As President Obama searches for solutions to the jobs problem, he ought to look at the policies that worked successfully during the Reagan and Clinton administrations. The Reagan administration sharply reduced marginal tax rates in both the first and second terms, but there was only a small reduction in the tax burden as a percentage of gross domestic product (GDP) - about 1 percent of GDP from 1981 to 1989. However, the job-creating businesspeople knew with great certainty that the tax cost of hiring new workers and investing in new plants and equipment would be going down, not up. They also knew that the administration was serious about applying cost-benefit tests to proposed regulations. In spite of all the talk about reducing government spending, spending as a percentage of GDP did not fall during the first Reagan administration because the cost of the military buildup offset the reductions in domestic spending. Spending as a percentage of GDP dropped 2 full percentage points during Reagan’s second term, which was also the period of the most rapid job growth.
Government spending dropped during both terms of the Clinton administration, from 21.4 percent of GDP in 1993 to 18.2 percent of GDP in 2001. President Clinton did increase taxes during his first term but signed the reduction in the capital gains tax rate in his second term.
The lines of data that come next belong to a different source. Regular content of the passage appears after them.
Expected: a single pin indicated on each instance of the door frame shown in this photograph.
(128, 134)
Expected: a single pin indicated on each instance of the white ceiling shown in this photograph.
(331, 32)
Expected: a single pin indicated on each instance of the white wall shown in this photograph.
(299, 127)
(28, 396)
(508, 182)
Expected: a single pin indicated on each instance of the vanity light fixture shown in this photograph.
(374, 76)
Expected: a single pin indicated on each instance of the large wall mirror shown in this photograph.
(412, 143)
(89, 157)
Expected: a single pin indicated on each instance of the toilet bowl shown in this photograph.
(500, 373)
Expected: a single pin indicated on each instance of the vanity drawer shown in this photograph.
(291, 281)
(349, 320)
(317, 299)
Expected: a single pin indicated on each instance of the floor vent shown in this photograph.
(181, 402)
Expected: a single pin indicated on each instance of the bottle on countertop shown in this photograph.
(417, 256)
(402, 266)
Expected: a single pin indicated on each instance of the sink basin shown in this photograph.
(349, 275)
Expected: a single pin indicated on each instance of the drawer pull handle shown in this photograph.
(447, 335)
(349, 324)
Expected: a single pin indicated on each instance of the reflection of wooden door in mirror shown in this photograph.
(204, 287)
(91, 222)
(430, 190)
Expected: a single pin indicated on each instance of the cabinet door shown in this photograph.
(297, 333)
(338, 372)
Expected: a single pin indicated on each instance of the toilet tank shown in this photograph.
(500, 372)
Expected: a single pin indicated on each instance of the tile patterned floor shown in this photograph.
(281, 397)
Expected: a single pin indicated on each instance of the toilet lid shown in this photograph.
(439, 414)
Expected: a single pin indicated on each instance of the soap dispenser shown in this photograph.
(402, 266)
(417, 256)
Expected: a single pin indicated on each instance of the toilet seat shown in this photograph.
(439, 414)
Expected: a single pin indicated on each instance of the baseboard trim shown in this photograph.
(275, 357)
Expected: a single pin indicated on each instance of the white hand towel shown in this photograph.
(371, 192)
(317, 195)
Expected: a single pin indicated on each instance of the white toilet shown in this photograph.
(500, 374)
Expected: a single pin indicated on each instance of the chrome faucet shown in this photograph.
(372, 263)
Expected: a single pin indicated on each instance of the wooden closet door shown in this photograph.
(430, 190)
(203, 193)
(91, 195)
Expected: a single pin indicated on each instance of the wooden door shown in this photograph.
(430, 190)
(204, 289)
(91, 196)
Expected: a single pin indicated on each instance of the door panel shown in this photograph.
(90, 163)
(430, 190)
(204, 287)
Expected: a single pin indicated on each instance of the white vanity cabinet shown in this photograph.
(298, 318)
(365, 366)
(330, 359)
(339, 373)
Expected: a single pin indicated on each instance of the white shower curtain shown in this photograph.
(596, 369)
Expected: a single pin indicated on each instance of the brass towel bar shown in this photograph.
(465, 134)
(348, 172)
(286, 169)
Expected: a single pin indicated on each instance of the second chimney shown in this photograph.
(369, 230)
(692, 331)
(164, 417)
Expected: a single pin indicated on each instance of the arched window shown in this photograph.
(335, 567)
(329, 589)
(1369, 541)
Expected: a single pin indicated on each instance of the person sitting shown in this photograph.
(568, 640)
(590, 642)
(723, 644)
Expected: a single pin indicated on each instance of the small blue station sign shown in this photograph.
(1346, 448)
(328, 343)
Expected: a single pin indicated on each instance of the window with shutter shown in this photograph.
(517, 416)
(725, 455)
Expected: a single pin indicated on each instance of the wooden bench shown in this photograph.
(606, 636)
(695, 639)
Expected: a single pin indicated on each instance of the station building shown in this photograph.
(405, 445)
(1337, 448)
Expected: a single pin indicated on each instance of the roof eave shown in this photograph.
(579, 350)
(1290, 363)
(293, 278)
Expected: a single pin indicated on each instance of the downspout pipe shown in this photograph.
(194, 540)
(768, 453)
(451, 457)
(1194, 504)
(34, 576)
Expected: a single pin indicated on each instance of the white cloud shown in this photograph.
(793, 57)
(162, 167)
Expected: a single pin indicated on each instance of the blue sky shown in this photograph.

However, most have forgotten that the economy had stagnated at the end of the second Clinton term and the economy was in recession in the first quarter of 2001, when George W. Bush took office - well before Sept. 11, 2001. In retrospect, Mr. Clinton should have cut taxes more sharply in his second term.
The first President Bush abandoned his “flexible freeze” to control spending shortly after taking office and reneged on his “no new taxes pledge,” both of which turned out to be mistakes. The second President Bush did cut tax rates but allowed spending to rise 2 full percentage points of GDP during his two terms.
The lessons should be obvious to Mr. Obama and his advisers. Increases in government spending are associated with lower - not higher - job creation and vice versa. (This has been true for the 100 years for which there are good records.) Job creators do not hire workers when they fear higher taxes in the future. Temporary tax and spending gimmicks such as infrastructure projects also have proved not to create net new jobs.
The president should say in his Thursday speech: “I pledge not to propose any increase in taxes until unemployment is under 5 percent. I promise to come forth with a budget next month that will reduce spending each year, so within four years, it will be no higher than 19 percent of GDP. And I am issuing a freeze on all new regulations, which will remain in effect until each new proposed regulation can be shown to be cost-effective.” That would take him about 30 seconds to say. Most listeners would be happy to turn to the football game, the markets would soar on Friday, businesspeople would start hiring, and the president might even be re-elected.
Richard W. Rahn is a senior fellow at the Cato Institute and chairman of the Institute for Global Economic Growth.